A que huelen los pies

La mayoría de las cosas, salvo el agua limpia, para existir de verdad tienen que oler. Y huelen. Y nadie rechista. Pero si son los pies los que huelen, mal asunto. ¿Por qué? Muy sencillo: porque los pies son muy pobrecillos, muy desgraciados, muy patitos feos, y aunque constituyen una parte del organismo que apenas da guerra (hasta sus disfunciones callosas son razonablemente llevaderas), no gozan de la estima de la comunidad, salvo de los futbolistas, de los pintores mancos que pintan con los pies, y de los erotómanos refinados, que saben que los pies son la leche. Bueno, también Carmen Rossi, que no es futbolista, ni pintora manca, ni me pega que tampoco erotómana, dice que los pies son importantes, pero es que esa mujer se pasa el día diciendo que es importante todo, particularmente Ifs Sanlorán, que es un modisto.

Pero en general, ya digo, el pie es un órgano preterido, olvidado, despreciado, y yo creo que por eso huele, y no por ninguna otra razón. Prueba de esa inquina contra el pie es el amor desaforado que la humanidad siente por los adminículos que liberan de la obligación de usarlo, o sea, los coches. La gente, en su desdén por los pies, procura hacer el menor uso posible de ellos, como para no deberles ningún favor, y, en el colmo de la enemiga, la mayoría de las personas ni se cortan las uñas de los pies, y sólo lo hacen, de muy mala gana, cuando tienen todos los calcetines llenos de tomates a causa de la uña del pulgar, y los zapatos al borde de agujerearse en la puntera.

A los pies se les encierra en los calabozos insalubres de los zapatos y luego se quiere que no huelan.
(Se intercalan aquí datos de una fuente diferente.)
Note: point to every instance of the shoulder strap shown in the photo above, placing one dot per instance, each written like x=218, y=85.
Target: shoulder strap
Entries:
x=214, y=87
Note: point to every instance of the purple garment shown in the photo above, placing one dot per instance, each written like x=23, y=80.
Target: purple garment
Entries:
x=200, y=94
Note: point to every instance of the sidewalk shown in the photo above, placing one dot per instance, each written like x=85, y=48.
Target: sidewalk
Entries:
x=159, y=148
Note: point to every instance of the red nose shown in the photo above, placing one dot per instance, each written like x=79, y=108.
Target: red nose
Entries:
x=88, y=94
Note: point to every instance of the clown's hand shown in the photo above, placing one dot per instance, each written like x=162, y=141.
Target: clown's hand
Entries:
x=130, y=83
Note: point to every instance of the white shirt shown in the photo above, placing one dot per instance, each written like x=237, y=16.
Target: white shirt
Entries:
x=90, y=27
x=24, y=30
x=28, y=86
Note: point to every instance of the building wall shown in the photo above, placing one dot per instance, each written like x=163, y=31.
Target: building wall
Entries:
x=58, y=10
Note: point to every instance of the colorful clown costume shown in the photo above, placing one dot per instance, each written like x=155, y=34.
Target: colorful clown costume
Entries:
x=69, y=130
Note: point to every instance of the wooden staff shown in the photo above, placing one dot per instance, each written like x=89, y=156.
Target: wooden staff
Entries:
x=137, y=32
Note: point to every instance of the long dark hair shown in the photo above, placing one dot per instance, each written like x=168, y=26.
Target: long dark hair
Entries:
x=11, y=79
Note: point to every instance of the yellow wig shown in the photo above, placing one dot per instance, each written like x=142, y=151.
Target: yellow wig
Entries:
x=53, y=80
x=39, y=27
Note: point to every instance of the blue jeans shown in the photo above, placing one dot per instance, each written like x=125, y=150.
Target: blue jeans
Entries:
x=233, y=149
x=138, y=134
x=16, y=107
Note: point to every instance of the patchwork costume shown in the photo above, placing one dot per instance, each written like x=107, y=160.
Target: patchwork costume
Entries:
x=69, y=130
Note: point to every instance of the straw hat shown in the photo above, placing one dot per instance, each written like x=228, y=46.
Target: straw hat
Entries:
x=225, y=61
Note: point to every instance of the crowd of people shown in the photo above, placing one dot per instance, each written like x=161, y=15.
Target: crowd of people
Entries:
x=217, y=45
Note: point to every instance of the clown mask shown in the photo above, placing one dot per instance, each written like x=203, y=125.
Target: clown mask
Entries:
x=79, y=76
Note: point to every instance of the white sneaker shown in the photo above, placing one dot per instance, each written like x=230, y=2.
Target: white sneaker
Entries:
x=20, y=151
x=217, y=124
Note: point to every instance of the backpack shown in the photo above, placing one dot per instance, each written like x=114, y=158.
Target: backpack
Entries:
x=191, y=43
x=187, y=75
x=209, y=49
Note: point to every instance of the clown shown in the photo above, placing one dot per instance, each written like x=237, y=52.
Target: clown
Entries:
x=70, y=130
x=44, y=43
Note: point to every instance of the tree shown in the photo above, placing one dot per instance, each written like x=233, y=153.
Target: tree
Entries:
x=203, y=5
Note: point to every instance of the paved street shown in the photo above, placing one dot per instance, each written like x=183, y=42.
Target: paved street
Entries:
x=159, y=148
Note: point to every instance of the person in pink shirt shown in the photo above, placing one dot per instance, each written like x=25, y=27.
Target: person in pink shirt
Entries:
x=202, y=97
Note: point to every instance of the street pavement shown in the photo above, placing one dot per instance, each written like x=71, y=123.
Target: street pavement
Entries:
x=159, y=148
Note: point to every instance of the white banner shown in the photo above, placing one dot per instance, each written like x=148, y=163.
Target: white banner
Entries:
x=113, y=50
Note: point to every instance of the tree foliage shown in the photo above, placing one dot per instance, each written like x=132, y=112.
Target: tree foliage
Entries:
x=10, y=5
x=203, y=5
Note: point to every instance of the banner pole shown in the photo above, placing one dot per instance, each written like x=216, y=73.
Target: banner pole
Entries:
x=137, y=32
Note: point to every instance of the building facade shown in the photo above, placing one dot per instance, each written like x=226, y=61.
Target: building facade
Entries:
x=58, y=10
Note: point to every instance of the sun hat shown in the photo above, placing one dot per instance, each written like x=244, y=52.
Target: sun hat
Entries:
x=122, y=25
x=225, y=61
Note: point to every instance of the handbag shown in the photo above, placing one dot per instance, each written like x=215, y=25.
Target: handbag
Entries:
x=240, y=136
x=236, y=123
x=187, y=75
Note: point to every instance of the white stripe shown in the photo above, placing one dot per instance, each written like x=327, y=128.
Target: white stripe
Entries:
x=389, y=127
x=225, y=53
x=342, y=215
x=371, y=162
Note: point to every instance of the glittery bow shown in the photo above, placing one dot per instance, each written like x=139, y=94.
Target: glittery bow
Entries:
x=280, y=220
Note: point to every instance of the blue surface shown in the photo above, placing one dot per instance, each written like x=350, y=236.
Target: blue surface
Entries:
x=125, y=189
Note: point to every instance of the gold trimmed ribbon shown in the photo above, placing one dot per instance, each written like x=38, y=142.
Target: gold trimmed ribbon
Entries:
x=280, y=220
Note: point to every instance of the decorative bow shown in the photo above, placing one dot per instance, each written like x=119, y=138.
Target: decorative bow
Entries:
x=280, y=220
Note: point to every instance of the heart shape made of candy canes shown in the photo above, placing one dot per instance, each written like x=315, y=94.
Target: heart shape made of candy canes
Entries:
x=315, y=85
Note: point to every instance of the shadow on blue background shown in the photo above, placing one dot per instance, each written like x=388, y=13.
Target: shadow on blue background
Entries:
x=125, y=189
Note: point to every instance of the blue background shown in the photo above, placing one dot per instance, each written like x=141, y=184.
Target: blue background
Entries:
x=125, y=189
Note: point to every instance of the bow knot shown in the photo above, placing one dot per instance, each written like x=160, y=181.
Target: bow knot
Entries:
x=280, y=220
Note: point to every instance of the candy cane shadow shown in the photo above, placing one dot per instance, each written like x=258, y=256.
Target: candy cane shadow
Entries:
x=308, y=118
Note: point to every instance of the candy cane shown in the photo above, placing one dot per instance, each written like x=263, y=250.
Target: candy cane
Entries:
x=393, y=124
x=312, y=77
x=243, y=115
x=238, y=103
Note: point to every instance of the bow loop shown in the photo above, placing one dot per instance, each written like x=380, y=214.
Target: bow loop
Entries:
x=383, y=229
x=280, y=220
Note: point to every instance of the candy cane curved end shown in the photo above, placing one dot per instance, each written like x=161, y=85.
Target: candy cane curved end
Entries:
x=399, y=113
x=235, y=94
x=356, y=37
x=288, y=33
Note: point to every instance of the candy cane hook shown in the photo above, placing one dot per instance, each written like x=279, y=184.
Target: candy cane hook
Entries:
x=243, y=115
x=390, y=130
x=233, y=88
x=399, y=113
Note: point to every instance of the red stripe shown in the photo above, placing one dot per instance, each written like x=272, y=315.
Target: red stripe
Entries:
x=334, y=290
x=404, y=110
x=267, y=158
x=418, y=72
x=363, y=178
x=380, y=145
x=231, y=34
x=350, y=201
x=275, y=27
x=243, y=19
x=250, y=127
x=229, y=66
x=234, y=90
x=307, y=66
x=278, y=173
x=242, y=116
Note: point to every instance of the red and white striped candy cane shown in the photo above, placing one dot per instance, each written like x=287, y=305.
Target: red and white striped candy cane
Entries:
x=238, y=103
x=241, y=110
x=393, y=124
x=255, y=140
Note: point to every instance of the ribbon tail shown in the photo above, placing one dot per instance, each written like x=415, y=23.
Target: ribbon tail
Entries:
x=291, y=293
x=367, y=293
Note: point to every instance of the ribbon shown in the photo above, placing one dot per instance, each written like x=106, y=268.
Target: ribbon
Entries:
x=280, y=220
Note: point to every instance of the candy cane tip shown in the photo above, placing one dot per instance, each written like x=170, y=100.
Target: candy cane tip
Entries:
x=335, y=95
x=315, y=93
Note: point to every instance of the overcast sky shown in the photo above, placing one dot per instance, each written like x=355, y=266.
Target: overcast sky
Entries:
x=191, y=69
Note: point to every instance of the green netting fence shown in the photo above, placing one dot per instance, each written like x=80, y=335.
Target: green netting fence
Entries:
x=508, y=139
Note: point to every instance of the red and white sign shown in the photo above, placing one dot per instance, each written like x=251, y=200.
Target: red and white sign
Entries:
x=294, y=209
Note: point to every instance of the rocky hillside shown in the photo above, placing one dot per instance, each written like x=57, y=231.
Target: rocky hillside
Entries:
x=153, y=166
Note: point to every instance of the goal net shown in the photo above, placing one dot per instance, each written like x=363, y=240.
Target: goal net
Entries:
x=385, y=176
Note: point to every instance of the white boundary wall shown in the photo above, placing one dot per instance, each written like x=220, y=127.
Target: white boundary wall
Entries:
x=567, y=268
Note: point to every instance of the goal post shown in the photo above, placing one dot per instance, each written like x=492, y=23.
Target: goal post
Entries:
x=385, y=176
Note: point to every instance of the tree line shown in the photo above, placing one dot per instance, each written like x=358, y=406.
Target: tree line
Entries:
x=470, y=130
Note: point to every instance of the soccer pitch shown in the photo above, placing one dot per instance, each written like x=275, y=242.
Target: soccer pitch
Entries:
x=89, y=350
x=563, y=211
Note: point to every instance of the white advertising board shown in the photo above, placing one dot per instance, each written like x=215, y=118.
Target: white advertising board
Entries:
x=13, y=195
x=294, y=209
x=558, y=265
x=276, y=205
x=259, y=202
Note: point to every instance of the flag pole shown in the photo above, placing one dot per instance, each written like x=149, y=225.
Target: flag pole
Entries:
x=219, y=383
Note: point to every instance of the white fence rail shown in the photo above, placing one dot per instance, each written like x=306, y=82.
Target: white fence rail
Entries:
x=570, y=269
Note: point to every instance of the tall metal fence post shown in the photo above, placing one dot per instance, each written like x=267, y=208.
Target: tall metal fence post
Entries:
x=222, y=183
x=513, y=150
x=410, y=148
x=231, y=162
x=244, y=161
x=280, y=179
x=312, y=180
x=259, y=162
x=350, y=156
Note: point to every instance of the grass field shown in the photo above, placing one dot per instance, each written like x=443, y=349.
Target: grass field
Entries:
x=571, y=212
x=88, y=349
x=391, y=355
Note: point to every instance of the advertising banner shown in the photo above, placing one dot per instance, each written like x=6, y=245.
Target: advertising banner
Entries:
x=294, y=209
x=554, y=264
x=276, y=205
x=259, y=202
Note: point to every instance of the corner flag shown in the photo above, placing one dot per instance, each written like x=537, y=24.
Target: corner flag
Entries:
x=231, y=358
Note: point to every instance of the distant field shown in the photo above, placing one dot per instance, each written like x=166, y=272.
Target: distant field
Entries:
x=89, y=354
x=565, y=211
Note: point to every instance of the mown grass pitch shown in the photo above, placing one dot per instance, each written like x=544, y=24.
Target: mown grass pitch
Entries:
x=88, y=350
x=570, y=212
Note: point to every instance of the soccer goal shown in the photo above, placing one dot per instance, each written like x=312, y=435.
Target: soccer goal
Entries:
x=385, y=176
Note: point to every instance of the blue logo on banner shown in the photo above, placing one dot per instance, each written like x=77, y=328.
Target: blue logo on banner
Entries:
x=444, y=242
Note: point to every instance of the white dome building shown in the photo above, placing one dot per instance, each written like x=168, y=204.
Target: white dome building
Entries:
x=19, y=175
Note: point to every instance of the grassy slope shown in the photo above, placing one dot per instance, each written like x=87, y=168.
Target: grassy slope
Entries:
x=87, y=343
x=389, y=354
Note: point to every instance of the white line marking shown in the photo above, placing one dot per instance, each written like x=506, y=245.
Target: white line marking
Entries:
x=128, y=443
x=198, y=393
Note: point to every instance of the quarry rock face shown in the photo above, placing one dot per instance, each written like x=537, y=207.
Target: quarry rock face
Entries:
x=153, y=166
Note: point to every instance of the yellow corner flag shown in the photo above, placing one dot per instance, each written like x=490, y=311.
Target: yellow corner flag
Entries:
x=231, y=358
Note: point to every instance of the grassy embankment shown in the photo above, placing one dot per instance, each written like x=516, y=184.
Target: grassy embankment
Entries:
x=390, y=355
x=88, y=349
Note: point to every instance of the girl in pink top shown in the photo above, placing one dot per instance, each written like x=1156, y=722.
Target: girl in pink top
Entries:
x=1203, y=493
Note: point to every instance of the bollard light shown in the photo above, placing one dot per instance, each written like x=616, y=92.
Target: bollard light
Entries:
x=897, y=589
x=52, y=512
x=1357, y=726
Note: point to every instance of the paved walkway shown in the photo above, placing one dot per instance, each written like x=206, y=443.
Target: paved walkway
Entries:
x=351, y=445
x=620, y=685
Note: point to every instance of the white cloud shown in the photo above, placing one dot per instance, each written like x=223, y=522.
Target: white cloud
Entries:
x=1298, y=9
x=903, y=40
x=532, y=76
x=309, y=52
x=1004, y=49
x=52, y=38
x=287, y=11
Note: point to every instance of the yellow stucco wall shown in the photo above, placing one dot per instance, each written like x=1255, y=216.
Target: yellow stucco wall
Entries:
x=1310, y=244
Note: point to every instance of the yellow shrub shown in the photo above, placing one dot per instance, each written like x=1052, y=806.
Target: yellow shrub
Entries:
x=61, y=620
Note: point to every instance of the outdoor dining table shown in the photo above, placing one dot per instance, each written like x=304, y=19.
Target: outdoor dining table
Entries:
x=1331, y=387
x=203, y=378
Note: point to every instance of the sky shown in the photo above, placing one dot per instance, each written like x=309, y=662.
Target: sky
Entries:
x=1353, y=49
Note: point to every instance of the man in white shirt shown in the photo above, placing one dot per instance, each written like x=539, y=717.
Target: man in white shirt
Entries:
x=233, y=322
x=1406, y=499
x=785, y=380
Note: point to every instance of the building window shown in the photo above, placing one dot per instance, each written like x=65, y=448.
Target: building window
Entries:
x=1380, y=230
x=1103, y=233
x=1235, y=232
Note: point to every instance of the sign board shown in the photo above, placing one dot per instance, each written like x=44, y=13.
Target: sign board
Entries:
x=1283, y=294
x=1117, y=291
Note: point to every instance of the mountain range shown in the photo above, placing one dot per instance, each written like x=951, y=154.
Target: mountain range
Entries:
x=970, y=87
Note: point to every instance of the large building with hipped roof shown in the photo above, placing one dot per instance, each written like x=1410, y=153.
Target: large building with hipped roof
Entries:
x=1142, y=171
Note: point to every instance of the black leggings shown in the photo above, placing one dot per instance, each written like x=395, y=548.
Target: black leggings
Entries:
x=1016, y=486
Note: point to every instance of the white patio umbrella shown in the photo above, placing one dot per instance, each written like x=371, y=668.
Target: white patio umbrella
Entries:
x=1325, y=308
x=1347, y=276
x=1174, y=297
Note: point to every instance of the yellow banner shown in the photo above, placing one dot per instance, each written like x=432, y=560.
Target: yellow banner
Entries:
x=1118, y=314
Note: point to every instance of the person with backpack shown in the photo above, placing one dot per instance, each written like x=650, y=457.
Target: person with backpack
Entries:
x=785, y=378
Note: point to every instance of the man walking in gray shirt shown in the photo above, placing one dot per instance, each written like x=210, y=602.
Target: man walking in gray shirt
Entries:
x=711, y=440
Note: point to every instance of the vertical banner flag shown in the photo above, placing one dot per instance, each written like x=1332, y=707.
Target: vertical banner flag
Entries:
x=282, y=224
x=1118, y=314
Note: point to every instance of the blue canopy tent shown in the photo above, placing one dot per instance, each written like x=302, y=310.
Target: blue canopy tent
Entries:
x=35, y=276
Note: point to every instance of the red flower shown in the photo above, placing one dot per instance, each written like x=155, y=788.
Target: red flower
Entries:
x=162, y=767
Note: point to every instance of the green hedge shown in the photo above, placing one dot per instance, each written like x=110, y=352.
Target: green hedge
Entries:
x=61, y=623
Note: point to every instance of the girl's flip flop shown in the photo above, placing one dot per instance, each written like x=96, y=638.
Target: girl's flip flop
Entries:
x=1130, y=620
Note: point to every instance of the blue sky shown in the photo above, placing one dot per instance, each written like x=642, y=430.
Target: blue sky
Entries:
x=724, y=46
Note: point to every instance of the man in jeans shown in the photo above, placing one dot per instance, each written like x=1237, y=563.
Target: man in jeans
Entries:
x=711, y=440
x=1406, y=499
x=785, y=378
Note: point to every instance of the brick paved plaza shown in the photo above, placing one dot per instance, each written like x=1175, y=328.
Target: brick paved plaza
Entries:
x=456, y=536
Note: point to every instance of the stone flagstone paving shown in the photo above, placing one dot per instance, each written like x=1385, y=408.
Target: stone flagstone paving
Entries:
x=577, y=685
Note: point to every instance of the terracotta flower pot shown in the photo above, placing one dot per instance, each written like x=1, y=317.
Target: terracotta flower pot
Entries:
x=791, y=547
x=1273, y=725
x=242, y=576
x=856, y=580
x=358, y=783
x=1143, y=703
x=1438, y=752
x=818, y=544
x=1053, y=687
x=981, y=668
Eso es imposible; meta usted a la persona más limpia e inodora del mundo en un tabuco cenado y sin ventilación, luego oblíguela a hacer ejercicio, y verá si apesta o no apesta. Y es que los pies, cuando huelen, no huelen a pies, sino a cadaverina, a miseria o a queso fermentado, pero no a pies. Así, cuando les liberamos de sus mazmorras y sentimos en la cara la bofetada de su hedor, no recibimos, en realidad, sino una pequeñísima parte de todo el mal que les hacemos.